Much has been made over the last week about the Focus on the family Super Bowl ad featuring football star Tim Tebow, and feminists and leftists were up in arms about both the message and the approval of the ‘pro-life’ ad even before it had seen the light of day.  It was a PR win for Focus on the family as they got the kind of attention you can’t pay for as well as the Super Bowl audience they did pay for.  But we got our final confirmation that they had played the whole thing masterfully when the spot was shown to the world and made their critics look like the villains.  As you can see, it more invites the criticism of being too cheesy than being controversial.

This was  a clever tactical retreat.  You don’t win over the public simply by being right or even by proving it.  Maybe it should work that way, but the fact is that there are other factors that cloud people’s view.  Sometimes you win by being yourself and being friendly and approachable, and sometimes you win by catching the opposition in an embellishment or showing that they aren’t exactly as they present themselves.

Those are the things this ad did wonderfully.  It related to people like a friend on the couch or at the kitchen table.  Meanwhile, ‘women’s groups’ howled at this inviting ad without serious complaint about ads from GoDaddy that clearly present women as sex objects and the ‘pro-choice’ movement revealed that it couldn’t stand someone making a choice against abortion and encouraging others to follow.
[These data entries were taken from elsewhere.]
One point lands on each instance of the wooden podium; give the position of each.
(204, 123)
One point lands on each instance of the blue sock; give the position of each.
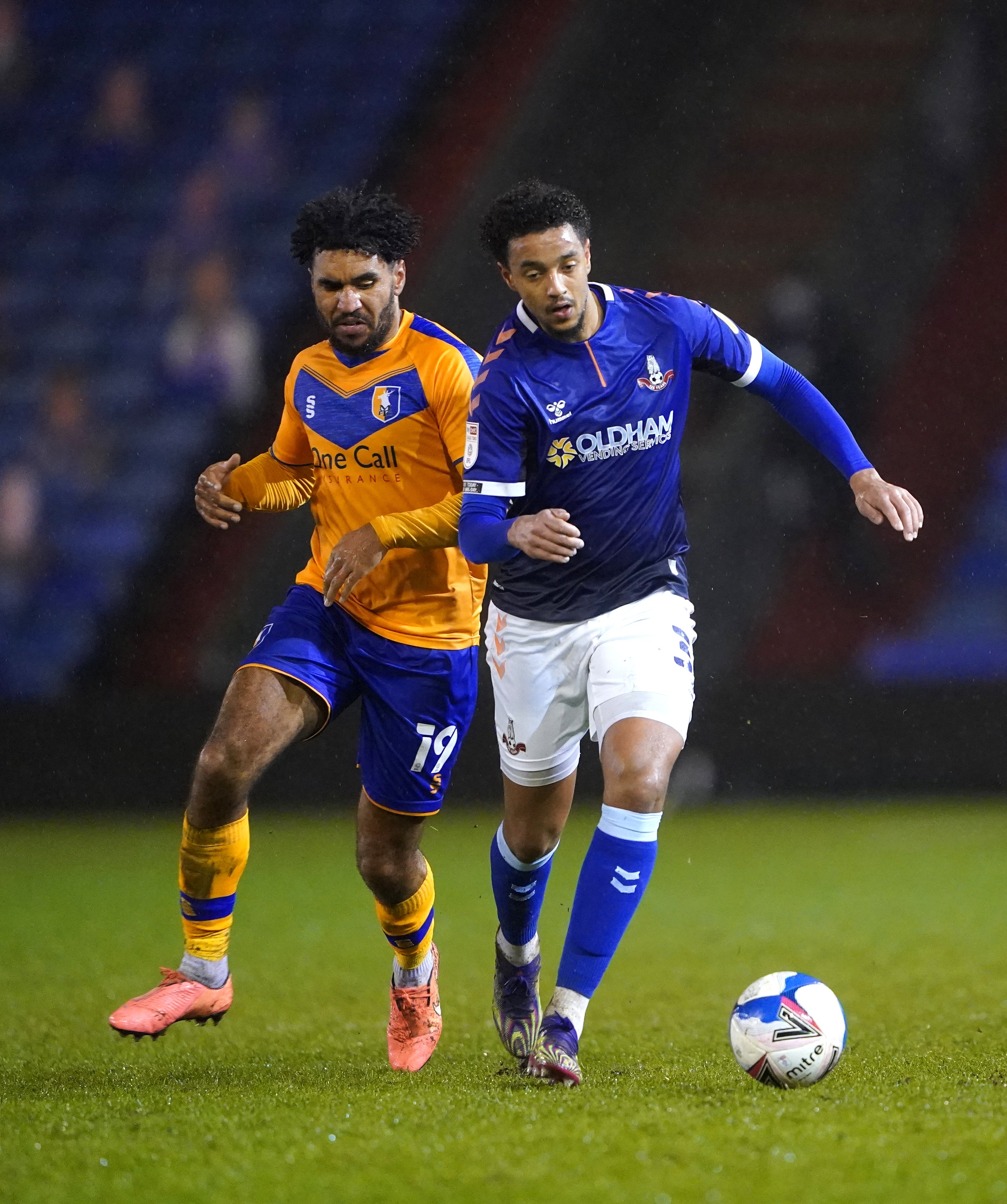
(519, 889)
(613, 879)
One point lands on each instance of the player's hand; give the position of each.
(352, 559)
(215, 506)
(878, 501)
(545, 536)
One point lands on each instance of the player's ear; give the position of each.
(399, 276)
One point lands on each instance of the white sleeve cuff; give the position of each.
(755, 364)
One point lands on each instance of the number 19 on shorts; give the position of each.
(443, 743)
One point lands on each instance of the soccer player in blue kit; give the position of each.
(572, 484)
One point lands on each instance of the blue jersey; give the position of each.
(594, 428)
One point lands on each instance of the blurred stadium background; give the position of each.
(833, 175)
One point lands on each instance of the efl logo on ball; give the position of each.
(787, 1030)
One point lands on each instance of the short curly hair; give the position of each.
(531, 208)
(356, 220)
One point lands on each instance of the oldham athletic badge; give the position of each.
(655, 380)
(385, 401)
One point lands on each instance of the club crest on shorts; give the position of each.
(561, 452)
(472, 445)
(655, 380)
(385, 401)
(513, 747)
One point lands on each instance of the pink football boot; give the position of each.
(414, 1024)
(176, 999)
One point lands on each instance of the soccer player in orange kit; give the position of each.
(387, 610)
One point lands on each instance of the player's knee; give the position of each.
(221, 767)
(637, 788)
(531, 847)
(385, 875)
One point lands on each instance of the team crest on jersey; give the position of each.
(561, 452)
(385, 401)
(655, 380)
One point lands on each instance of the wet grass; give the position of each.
(900, 909)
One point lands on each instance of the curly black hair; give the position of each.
(531, 208)
(356, 220)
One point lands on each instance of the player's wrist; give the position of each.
(863, 477)
(514, 530)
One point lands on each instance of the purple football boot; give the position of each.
(516, 1007)
(555, 1053)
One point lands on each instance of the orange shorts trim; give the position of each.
(272, 669)
(394, 811)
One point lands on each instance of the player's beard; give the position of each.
(378, 335)
(574, 334)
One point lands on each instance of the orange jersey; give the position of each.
(387, 434)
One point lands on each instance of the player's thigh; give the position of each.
(306, 643)
(540, 675)
(643, 666)
(417, 708)
(264, 712)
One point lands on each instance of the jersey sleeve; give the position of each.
(450, 395)
(719, 346)
(496, 439)
(292, 446)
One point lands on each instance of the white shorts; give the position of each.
(553, 682)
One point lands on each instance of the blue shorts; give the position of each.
(417, 702)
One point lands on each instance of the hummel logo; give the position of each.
(630, 877)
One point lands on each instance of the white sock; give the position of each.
(518, 955)
(569, 1005)
(212, 974)
(418, 977)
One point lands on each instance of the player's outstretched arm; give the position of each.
(878, 501)
(359, 552)
(212, 501)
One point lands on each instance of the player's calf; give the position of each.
(519, 892)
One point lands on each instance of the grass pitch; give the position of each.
(900, 909)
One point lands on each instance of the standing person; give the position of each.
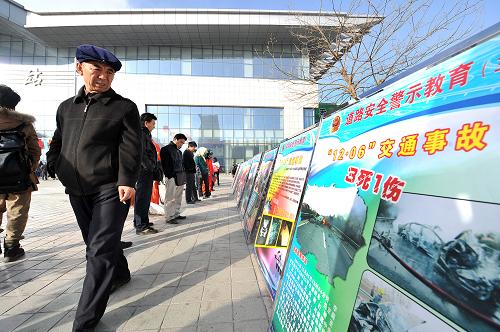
(144, 186)
(210, 167)
(203, 189)
(17, 181)
(173, 167)
(190, 167)
(216, 166)
(234, 169)
(96, 153)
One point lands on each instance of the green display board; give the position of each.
(399, 226)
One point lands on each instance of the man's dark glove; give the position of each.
(51, 170)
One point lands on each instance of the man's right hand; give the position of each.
(51, 170)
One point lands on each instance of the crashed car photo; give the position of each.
(371, 316)
(421, 236)
(471, 266)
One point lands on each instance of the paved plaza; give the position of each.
(196, 276)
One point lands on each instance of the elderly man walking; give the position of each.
(19, 143)
(173, 167)
(96, 153)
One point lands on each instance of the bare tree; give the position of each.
(370, 41)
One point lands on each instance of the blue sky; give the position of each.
(490, 16)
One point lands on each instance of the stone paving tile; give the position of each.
(40, 322)
(199, 275)
(10, 322)
(181, 315)
(251, 326)
(146, 318)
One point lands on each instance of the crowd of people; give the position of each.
(103, 153)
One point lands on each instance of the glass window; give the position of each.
(154, 66)
(185, 120)
(206, 133)
(16, 48)
(195, 121)
(29, 48)
(142, 52)
(165, 67)
(173, 120)
(120, 52)
(5, 48)
(142, 66)
(131, 66)
(131, 52)
(154, 52)
(164, 52)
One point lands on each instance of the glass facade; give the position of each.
(249, 61)
(234, 134)
(308, 117)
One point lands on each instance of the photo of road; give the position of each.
(447, 255)
(381, 307)
(331, 232)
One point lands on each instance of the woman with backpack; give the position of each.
(19, 158)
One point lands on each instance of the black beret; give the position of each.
(8, 98)
(93, 53)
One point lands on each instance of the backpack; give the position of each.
(15, 162)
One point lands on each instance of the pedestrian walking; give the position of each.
(173, 168)
(96, 153)
(216, 166)
(201, 164)
(190, 168)
(19, 158)
(147, 171)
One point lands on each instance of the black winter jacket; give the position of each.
(188, 159)
(149, 158)
(97, 143)
(171, 160)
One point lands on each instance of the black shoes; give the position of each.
(119, 283)
(146, 231)
(12, 254)
(126, 244)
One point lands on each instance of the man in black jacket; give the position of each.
(144, 186)
(190, 168)
(173, 167)
(96, 153)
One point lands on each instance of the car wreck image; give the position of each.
(369, 317)
(466, 263)
(447, 255)
(421, 236)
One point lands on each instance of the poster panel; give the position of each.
(259, 192)
(254, 168)
(281, 205)
(235, 178)
(404, 188)
(242, 179)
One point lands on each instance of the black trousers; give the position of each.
(101, 217)
(191, 194)
(204, 181)
(143, 190)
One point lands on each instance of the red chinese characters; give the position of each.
(458, 76)
(414, 92)
(471, 137)
(435, 141)
(362, 178)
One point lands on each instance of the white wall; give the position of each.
(58, 84)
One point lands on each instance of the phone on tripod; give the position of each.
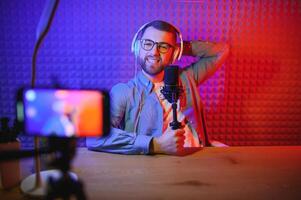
(63, 112)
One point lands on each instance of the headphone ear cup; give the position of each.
(175, 55)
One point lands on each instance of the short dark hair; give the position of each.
(159, 25)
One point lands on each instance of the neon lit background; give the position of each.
(254, 99)
(63, 113)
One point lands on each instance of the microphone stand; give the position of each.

This is perhaps a  microcosm for a larger tactical retreat on this issue.  We all know the basic arguments: the pro-abortionists believe that would-be mothers can improve their lives by avoiding having unwanted children, and that abortion can prevent bringing children into unforgiving situations while the anti-abortionists believe that abortion constitutes killing  and so should be illegal.  Basically, conservatives are talking about principle while liberals are judging outcomes, but the point is that the two talk past each other and at this point the debate is at something of an impasse.

So it’s smart for pro-life groups like Focus on the Family to concentrate their energies on friendly efforts to build support for their cause rather than taking a confrontational approach which can turn a lot of people off or at least cause them to tune out.  Hence, they no longer make the complete argument that abortion should be outlawed.  This prevents getting into policy specifics like cases of incest, but possibly even more important, it embraces the mantle of choice.

They need only convince people of the first principle that there is value to the life of an unborn infant in the context of making a personal choice during pregnancy.  That alone is enough to serve the cause of defending the defenseless and at that point if you believe that abortion is killing, you’ll want the law to treat it as such.

Of course pro-lifers would like to see a legal ban on abortion, but we need not be so bold.  Pam Tebow shows us that so long as the issue is about choice, we can tackle the issue on those terms and gain ground without worrying that we’re sitting out important parts of the argument.